При всем своем уме, при чутье, при проницательности, которую Олежка, хвастаясь, иногда сравнивал с проницательностью разведчика, при обаянии и умении создавать у окружающих хорошее настроение Олежка оставался Олежкой – обычным милым кареглазым мальчиком, который никогда не заменит Ирине Белозерцевева. Маленькая собачка до самой смерти останется щенком. А Олежка – щенок. Иногда он, сам не желая того, портит свидание – то одним суждением, то другим. Ну зачем он говорил о дуэли – готов вызвать, дескать, Белозерцева… Ирина неожиданно почувствовала жалость и нежность к этому человеку.

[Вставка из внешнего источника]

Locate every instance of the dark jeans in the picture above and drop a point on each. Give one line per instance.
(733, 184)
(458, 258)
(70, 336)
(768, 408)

– Ты – большой мальчишка, – сказала она ему, попыталась посмотреть на себя и на Олежку со стороны – что же они представляют собой как пара, как выглядят? Как Шерочка с Машерочкой или как-то иначе? Она подумала: то, что увидит, заставит ее улыбнуться, жалость сменится теплом, каким-то добрым чувством, но нет, жалость осталась – как, впрочем, и нежность – и он и она были крохотными, уязвимыми, сиротски одинокими человечками, а не людьми. Таких человечков, перевернутых вверх ногами, жалких, маленьких, ныне часто можно увидеть во всяком высокомерном взоре – в том числе и себя самого, – и от увиденного делается еще более печально, более горько – хоть и обитаем мы в обществе, среди людей, а живем сами по себе, в одиночку. Ирина вяло помахала перед собой рукой, улыбнулась:
– Не пойму, погода на меня, что ли, действует?
– Погода у нас – виновница всех несчастий, – глубокомысленно изрек Олежка. – Мы всегда все валим на нее. Таков народный обычай! – Олежка снова притянул Ирину к себе.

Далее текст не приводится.